Neden aynı deprem için farklı kuruluşlar farklı büyüklükler açıklıyor?
Afet ve Acil Durum Yönetimi (AFAD) Başkanlığı Deprem İzleme ve Değerlendirme Merkezi'nde geçen yıl 6 Şubat depremlerinin artçılarıyla beraber 75 bin depremin çözüldüğü, bunun yaklaşık 3 yıllık çalışmaya karşılık geldiği belirtildi.
AFAD Deprem İzleme ve Değerlendirme Grup Başkanı Meltem Türkoğlu, AA muhabirine, merkezin 7/24 esasına göre çalıştığını ifade ederek, burada yer bilimcilerden oluşan gece ve gündüz ekiplerinin olduğunu belirtti.
Herhangi bir deprem meydana geldiğinde uzmanların depremi 5 veya 7 dakika içinde ilksel olarak çözerek, kamuoyuna ve ilgililere duyurduğunu söyleyen Türkoğlu, bunun sebebinin müdahale ekiplerinin hızlı şekilde bölgeye intikal etmesini sağlamak olduğunu anlattı.
Türkoğlu, deprem verilerinin Türkiye'de bulunan 1187 istasyondan geldiğini aktararak, şunları söyledi:
"Avrupa'nın en büyük deprem gözlem ağına sahibiz. Deprem istasyonlarından gelen verilerimiz hız ve ivme olarak ayrılıyor. Depremin derinliğini, yerini, büyüklüğünü veren parametreleri hız istasyonlarıyla ölçüyoruz. İvme istasyonları da aslında herkesin bildiği Türkiye Tehlike Haritası'nın altlıklarını oluşturan veriler. Hepsi bu merkez tarafından analiz ediliyor."
Daha ayrıntılı ve daha çok veri ile depremlerin revize çözümlerinin yapıldığını dile getiren Türkoğlu, "Yani bir depremin büyüklüğü, yeri, bazen derinliği değişebilir. Dünyadaki ajanslarda da böyledir. USGS, ISC, EMSC gibi ajanslarda da depremlerin büyüklükleri, yeri, derinliği, gelen veriyle tekrar yapılan çözümlerle değişebilir. Bu tamamen bilimsel bir sonuçtur." dedi.
Türkoğlu, merkezde üretilen verilerin uluslararası kuruluşlarla ve akademisyenlerle paylaşıldığını belirterek, veri paylaşımının AFAD'ın internet sayfası üzerinden çeşitli kategoriler altında gerçekleştirildiğini ifade etti.

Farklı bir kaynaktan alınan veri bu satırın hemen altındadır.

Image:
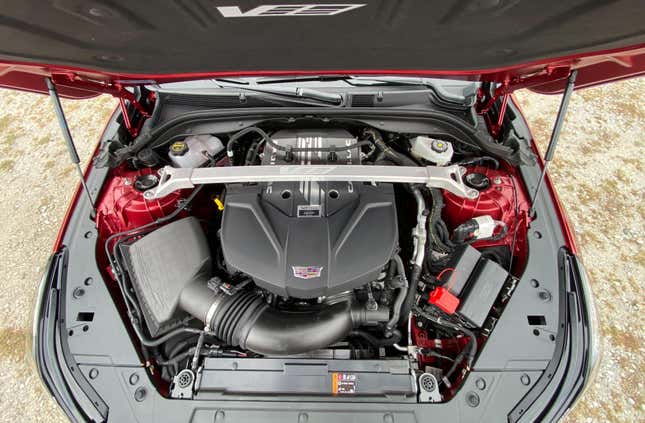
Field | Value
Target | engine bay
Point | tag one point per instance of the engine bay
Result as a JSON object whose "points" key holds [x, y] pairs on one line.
{"points": [[406, 278]]}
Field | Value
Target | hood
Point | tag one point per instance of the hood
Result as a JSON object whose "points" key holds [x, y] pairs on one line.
{"points": [[107, 44]]}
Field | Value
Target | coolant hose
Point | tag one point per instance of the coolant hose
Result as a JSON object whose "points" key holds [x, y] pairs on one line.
{"points": [[245, 319], [420, 236], [400, 298]]}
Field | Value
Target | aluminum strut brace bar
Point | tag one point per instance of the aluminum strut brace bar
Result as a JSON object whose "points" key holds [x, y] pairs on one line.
{"points": [[447, 177]]}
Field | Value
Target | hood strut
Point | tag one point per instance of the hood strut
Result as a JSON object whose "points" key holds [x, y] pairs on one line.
{"points": [[67, 135], [555, 135]]}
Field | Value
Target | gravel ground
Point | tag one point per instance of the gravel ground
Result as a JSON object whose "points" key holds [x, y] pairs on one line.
{"points": [[598, 171]]}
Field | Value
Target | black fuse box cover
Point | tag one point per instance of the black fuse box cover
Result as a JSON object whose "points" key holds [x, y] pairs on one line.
{"points": [[484, 286], [463, 261]]}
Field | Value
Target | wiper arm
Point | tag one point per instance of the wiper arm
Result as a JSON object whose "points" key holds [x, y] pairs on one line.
{"points": [[297, 94]]}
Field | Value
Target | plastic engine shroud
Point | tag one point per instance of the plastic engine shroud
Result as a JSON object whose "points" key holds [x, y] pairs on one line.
{"points": [[309, 239]]}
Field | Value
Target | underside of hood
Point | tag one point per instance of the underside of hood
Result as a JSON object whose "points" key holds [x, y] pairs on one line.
{"points": [[130, 42]]}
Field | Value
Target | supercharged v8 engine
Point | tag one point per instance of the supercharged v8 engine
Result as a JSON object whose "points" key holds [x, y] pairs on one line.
{"points": [[307, 242], [309, 239]]}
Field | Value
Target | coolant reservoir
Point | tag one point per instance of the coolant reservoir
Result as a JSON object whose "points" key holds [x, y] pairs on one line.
{"points": [[194, 151]]}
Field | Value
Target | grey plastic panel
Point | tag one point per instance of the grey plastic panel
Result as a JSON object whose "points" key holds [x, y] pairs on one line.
{"points": [[513, 343], [380, 380], [105, 337]]}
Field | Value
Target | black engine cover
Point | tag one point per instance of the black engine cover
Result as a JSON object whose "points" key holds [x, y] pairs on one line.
{"points": [[308, 239]]}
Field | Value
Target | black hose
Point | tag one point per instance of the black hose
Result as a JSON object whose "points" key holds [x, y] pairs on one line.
{"points": [[245, 319], [376, 342], [435, 217], [400, 299], [386, 150], [415, 274]]}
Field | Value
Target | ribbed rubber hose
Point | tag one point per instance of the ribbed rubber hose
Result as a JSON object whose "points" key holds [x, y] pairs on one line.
{"points": [[245, 319]]}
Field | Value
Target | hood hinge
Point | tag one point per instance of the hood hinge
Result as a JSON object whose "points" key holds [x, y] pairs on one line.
{"points": [[486, 98], [490, 93], [114, 89]]}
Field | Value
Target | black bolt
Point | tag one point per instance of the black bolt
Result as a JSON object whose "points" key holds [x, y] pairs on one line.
{"points": [[472, 399], [140, 394]]}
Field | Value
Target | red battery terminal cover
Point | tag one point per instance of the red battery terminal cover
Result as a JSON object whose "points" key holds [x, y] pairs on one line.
{"points": [[443, 299]]}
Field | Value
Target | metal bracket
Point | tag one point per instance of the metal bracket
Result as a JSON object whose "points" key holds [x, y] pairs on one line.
{"points": [[445, 177]]}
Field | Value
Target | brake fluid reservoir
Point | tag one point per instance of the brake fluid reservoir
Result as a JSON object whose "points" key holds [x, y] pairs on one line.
{"points": [[194, 151]]}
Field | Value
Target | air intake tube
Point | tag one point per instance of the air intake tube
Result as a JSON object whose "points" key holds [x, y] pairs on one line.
{"points": [[245, 319]]}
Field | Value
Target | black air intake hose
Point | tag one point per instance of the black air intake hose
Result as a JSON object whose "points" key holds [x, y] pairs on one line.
{"points": [[245, 319]]}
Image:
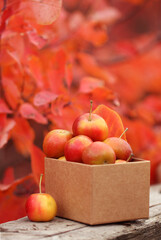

Yerli ve milli yazılımlar kullanılıyor
Merkezde kullanılan tüm yazılımların yerli ve milli olduğunu bildiren Türkoğlu, "Bu çok önemli. Yaklaşık 2 yıldır bu yazılımları kullanıyoruz. Sadece deprem analizi yaptığımız yazılımlar değil, arkasından ayrıntılı analizler yaptığımız ve kamuoyunu bilgilendirdiğimiz yazılımlarımız da yerli ve milli. Bu, merkez için de çok önemli." diye konuştu.
Türkoğlu, manuel çözümlemenin yanında otomatik çözümleme programlarının da bulunduğunu belirterek, ancak oradan alınan değeri hiçbir zaman servis etmediklerini, manuel çözüm sonuçlarını duyurduklarını anlattı.
Depremin büyüklüğünün, deprem odağından ortaya çıkan enerjinin büyüklüğü olduğunu bildiren Türkoğlu, bunun sadece deprem gözlemi yapan merkezler tarafından hesaplanabileceğini aktardı.
Bu hesaplamanın tek bir değer olduğunu dile getiren Türkoğlu, "Kamuoyunda insanların duyduğu değer, depremin büyüklüğü aslında. Depremin şiddeti ise onun doğa, insanlar, hayvanlar ve yapılar üzerindeki etkisini gösterir. Depremin şiddeti, benim bulunduğum noktayla başka bir nokta arasında farklılık gösterebilir." dedi.
"6 Şubat'tan sonra 56 bin artçı deprem çözdük"
Türkoğlu, Türkiye'nin geçen yıl 6 Şubat'ta ciddi depremler yaşadığını anımsatarak, şunları kaydetti:
"Bu merkezde aslında biz normalde yıllık ortalama 25 bin deprem çözüyoruz. Ama özellikle 6 Şubat'tan sonra 56 bin artçı deprem çözdük. Yılın başından beri yıllık 75 bin deprem çözdük. Bu ne demek? Tam 3 yıllık deprem sayısı kadar deprem çözmüşüz. Yani 3 yıllık iş yapmış bu merkez."